FastMCP tool registration for the 'rag' tool using @mcp.tool() decorator with title 'R2R RAG'.

@mcp.tool(
    annotations={
        "title": "R2R RAG",
        "readOnlyHint": False,
        "destructiveHint": False,
        "openWorldHint": True,
    }
)

server.py:647-756 (schema)

Input schema defined by function parameters with type annotations, default values, and comprehensive docstring specifying validation rules and examples.

async def rag(
    query: str,
    ctx: Context,
    preset: str = "default",
    model: str = "vertex_ai/gemini-2.5-pro",
    temperature: float = 0.7,
    max_tokens: int | None = 8000,
    use_semantic_search: bool = True,
    use_hybrid_search: bool = False,
    use_graph_search: bool = True,
    limit: int = 100,
    kg_search_type: Literal["local", "global"] = "global",
    semantic_weight: float = 5.0,
    full_text_weight: float = 1.0,
    full_text_limit: int = 200,
    rrf_k: int = 50,
    search_strategy: str | None = None,
    include_web_search: bool = False,
    task_prompt_override: str | None = None,
) -> str:
    """
    Perform Retrieval-Augmented Generation (RAG) query with full parameter control.

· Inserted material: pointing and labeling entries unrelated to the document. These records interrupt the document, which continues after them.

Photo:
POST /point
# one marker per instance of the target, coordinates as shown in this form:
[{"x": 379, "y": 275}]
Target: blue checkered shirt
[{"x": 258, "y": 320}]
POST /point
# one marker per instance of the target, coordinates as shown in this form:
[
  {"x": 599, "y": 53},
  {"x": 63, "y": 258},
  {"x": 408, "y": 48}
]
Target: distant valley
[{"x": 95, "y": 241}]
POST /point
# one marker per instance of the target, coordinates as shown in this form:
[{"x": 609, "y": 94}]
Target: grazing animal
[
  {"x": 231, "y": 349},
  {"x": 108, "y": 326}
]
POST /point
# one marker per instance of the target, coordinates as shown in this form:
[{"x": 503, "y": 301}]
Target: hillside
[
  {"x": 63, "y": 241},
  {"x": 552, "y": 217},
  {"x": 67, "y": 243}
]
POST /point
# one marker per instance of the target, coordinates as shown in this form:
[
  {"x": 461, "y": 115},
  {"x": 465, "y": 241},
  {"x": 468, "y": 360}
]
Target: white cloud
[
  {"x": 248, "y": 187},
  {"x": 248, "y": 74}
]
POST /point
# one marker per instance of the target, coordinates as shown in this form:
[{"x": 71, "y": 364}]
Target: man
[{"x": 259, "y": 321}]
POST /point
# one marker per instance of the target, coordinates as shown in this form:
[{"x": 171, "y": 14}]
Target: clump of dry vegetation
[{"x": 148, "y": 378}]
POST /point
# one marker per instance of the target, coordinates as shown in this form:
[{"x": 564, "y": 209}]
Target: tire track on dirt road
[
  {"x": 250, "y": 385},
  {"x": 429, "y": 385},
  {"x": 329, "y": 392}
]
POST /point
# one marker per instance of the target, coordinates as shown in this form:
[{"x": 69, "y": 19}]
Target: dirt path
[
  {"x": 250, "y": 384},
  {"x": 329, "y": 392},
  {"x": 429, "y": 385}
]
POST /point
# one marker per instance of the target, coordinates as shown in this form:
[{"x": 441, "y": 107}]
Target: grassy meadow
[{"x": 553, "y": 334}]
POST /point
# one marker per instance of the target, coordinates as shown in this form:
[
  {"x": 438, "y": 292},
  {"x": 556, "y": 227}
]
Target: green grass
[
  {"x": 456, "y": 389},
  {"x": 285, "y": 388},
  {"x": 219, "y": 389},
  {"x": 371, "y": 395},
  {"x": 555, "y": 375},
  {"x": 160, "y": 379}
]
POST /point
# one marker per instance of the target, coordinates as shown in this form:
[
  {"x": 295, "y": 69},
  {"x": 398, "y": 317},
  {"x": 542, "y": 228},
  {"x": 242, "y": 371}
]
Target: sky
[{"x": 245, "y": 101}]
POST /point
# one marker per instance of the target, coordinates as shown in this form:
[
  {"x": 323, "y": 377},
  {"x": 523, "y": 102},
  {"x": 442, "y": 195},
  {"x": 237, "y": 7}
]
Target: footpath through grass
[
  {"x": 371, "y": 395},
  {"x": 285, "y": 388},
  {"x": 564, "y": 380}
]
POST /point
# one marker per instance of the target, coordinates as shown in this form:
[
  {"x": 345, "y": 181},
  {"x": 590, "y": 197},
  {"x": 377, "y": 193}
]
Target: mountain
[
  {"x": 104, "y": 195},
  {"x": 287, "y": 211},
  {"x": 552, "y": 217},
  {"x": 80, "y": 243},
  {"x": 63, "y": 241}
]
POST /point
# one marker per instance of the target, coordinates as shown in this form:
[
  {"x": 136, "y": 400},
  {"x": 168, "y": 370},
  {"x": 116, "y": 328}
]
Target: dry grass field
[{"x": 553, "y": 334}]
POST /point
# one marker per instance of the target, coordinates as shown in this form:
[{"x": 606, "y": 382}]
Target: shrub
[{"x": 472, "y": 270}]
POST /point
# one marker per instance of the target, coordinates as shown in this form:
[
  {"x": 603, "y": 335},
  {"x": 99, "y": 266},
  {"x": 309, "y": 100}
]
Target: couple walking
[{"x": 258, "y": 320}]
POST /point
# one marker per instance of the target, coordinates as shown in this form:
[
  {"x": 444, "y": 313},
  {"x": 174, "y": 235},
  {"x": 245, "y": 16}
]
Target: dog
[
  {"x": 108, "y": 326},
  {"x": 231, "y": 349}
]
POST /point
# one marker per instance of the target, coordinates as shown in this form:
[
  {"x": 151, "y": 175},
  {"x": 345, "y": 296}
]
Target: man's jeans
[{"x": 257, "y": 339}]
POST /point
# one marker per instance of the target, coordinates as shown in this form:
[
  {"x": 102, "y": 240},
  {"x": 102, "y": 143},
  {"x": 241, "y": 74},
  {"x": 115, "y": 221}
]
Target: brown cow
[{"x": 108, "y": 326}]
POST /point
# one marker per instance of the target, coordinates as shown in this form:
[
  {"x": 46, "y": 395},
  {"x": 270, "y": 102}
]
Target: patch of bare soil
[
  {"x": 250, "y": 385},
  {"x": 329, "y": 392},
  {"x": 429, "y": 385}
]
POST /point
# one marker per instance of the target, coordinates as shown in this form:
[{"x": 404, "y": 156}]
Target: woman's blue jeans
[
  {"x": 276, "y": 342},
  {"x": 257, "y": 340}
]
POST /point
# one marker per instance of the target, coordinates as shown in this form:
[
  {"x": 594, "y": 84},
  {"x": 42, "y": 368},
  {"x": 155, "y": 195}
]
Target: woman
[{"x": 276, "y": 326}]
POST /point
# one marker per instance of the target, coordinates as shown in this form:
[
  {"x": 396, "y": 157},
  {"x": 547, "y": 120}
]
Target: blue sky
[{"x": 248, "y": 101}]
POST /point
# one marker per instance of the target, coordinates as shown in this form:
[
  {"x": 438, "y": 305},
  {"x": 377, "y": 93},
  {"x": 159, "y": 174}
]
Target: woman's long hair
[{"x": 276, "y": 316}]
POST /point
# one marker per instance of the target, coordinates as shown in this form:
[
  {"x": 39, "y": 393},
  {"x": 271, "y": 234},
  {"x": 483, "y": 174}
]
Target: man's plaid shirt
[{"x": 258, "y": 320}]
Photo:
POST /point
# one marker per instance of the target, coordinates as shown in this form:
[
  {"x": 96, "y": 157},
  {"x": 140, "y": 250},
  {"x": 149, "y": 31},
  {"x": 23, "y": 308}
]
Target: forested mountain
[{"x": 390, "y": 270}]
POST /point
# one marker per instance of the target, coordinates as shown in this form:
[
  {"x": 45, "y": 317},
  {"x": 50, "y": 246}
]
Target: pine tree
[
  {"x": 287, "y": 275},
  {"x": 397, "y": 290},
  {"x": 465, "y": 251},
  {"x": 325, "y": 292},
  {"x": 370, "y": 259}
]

    This tool retrieves relevant context from the knowledge base and generates an answer
    using a language model. Supports all search modes (semantic, hybrid, graph) and
    customizable generation parameters.

    Args:
        query: The question to answer using the knowledge base. Required.
        preset: Preset configuration for common use cases. Options:
            - "default": Basic RAG with gpt-4o-mini, temperature 0.7,
                10 results
            - "development": Hybrid search with higher temperature for
                creative answers, 15 results
            - "refactoring": Hybrid + graph search with gpt-4o for code
                analysis, 20 results
            - "debug": Minimal graph search with low temperature for
                precise answers, 5 results
            - "research": Comprehensive search with gpt-4o for research
                questions, 30 results
            - "production": Balanced hybrid search optimized for
                production, 10 results
        model: LLM model to use for generation. Examples:
            - "vertex_ai/gemini-2.5-flash" (default, fast and
                cost-effective)
            - "vertex_ai/gemini-2.5-pro" (more capable, higher cost)
            - "openai/gpt-4-turbo" (high performance)
            - "anthropic/claude-3-haiku-20240307" (fast)
            - "anthropic/claude-3-sonnet-20240229" (balanced)
            - "anthropic/claude-3-opus-20240229" (most capable)
        temperature: Generation temperature controlling randomness. Must be
            between 0.0 and 1.0.
            Lower values (0.0-0.3) = more deterministic, precise answers
            Medium values (0.4-0.7) = balanced creativity and accuracy
                (default: 0.7)
            Higher values (0.8-1.0) = more creative, diverse answers
        max_tokens: Maximum number of tokens to generate. Optional, uses
            model default if not specified.
        use_semantic_search: Enable semantic/vector search for retrieval
            (default: True)
        use_hybrid_search: Enable hybrid search combining semantic and
            full-text search (default: False)
        use_graph_search: Enable knowledge graph search for
            entity/relationship context (default: False)
        limit: Maximum number of search results to retrieve. Must be
            between 1 and 100 (default: 10)
        kg_search_type: Knowledge graph search type. "local" for local
            context, "global" for broader connections (default: "local")
        semantic_weight: Weight for semantic search in hybrid mode. Must be
            between 0.0 and 10.0 (default: 5.0)
        full_text_weight: Weight for full-text search in hybrid mode. Must
            be between 0.0 and 10.0 (default: 1.0)
        full_text_limit: Maximum full-text results to consider in hybrid
            search. Must be between 1 and 1000 (default: 200)
        rrf_k: Reciprocal Rank Fusion parameter for hybrid search. Must be
            between 1 and 100 (default: 50)
        search_strategy: Advanced search strategy (e.g., "hyde",
            "rag_fusion"). Optional.
        include_web_search: Include web search results from the internet
            (default: False)
        task_prompt_override: Custom system prompt to override the default
            RAG task prompt. Useful for specializing AI behavior for specific
            domains or tasks. Optional.

    Returns:
        Generated answer based on relevant context from the knowledge base.

    Examples:
        # Simple RAG query
        rag("What is machine learning?")

        # Development preset for code questions
        rag("How to implement async/await in Python?", preset="development")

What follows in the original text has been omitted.